Even the coronavirus disease (Covid-19) fails before Pakistan’s obsession with inflicting terror against India. The Handwara encounter, in which five Indian soldiers and a policeman were killed fighting a militant cell, is a reminder that through the pandemic, it has been business as usual along the Line of Control and in Kashmir. The past few months have seen a steady exchange of fire between Indian and Pakistani forces along the border, a parallel infiltration of militants, and concomitant terrorist activity in Kashmir. Rawalpindi’s recent rebranding of the existing militant groups in Kashmir as “The Resistance Front” does nothing to disguise the fact what is happening continues to be State-sponsored terrorism with Rawalpindi’s favourite Lashkar-e-Taiba at the forefront of the violence.
Pakistan has been ratcheting up violence in and along Kashmir since the abrogation of Article 370. This, despite failing to persuade the international community to force India to reverse its decision, and the looming threat of sanctions by the United Nations Financial Action Task Force.
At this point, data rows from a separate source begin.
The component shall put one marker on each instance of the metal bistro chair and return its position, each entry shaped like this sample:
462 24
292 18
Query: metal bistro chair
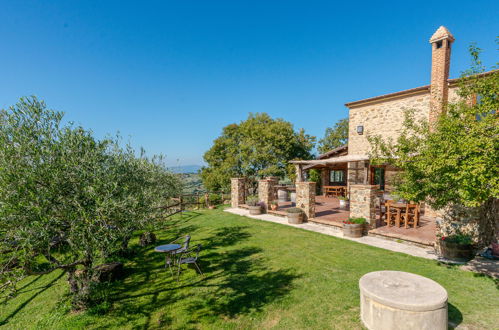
189 257
185 247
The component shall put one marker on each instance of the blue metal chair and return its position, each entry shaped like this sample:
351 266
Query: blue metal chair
185 245
189 257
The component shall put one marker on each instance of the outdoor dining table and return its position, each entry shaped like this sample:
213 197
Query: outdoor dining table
399 207
168 249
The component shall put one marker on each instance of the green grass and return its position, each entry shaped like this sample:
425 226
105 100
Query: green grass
258 275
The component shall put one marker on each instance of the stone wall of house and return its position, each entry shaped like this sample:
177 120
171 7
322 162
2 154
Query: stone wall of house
357 172
305 198
384 118
237 191
363 203
390 177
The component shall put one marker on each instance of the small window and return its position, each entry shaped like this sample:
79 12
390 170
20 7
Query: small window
480 116
378 177
336 176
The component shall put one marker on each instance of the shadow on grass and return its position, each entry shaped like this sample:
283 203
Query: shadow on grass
455 316
238 280
33 296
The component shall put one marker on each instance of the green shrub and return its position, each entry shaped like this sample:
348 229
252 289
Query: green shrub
252 201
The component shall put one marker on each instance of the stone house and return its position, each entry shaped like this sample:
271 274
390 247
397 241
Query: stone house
348 169
384 116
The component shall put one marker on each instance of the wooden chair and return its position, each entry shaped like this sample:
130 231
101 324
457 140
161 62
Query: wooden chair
411 215
389 212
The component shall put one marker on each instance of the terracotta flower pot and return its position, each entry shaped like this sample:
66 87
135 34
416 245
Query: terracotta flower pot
255 210
344 203
295 218
353 230
455 251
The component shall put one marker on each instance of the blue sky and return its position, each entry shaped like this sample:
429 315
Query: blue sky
171 74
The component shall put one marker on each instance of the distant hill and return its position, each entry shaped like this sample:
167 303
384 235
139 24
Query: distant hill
185 169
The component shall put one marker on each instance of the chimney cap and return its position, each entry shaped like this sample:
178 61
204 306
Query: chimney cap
441 34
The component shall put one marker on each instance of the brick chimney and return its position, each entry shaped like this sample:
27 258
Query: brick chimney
441 42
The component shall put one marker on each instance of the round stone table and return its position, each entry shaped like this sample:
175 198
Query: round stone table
400 300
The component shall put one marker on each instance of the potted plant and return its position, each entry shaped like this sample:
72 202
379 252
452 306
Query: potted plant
295 215
354 227
253 205
343 202
456 247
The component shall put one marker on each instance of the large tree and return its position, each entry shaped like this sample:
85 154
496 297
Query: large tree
334 137
453 165
68 200
257 147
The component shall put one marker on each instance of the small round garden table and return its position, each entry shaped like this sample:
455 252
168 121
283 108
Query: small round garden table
168 249
392 300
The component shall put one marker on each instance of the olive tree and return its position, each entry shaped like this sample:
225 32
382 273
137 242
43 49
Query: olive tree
68 200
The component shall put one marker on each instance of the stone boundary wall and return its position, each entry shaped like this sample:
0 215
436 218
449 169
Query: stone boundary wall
266 191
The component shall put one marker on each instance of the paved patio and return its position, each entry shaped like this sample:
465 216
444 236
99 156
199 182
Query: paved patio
328 212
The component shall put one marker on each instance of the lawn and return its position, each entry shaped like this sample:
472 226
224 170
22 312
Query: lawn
258 275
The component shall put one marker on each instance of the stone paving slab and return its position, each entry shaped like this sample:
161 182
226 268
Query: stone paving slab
412 250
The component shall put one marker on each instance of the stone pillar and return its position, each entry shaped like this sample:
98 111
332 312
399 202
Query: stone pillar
266 192
237 191
299 173
441 42
305 198
324 178
363 203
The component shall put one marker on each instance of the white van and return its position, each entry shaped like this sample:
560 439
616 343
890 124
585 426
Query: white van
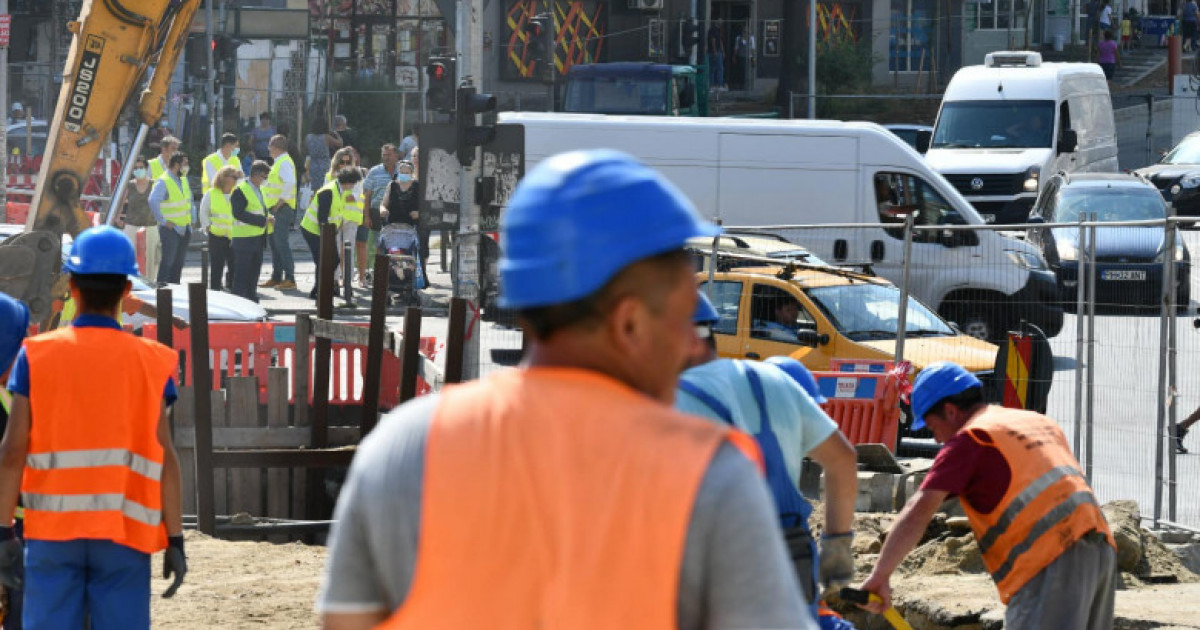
1006 126
747 172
It is evident to everyone that India is not going to change what was passed without opposition in Parliament, and which is now engraved in the Constitution. Pakistan knows this too, but what it is seeking to do is make India pay a price for effectively cutting Islamabad out of the future of the Valley. Pakistan should know that incidents like Handwara, however tragic, will do nothing to bend India’s will.
India laid out a potential new path for Indo-Pakistani relations, one that focuses on trade and investment, tackling common development challenges and building personal bridges. It required, however, Pakistan to accept that the use of coercion to force territorial changes is no longer viable. The Covid-19 pandemic provided a perfect opportunity for Islamabad to at least explore this new path, using the excuse of a common viral enemy to put aside a legacy of animosity. Instead, PM Imran Khan chose to treat the pandemic as a non-event and the military, which still determines Kashmir policy, rejected the opportunity through violence on the ground. Pakistan must accept the new reality. But a nation born in bloodshed and sustained by violence will not surrender its delusions easily and peacefully. Which is why India should take into account these designs, anticipate challenges, and respond accordingly. Security forces will have to be at the forefront of this battle to seek a conclusion of the Kashmir conflict and force Islamabad to give up terror as an instrument of State policy.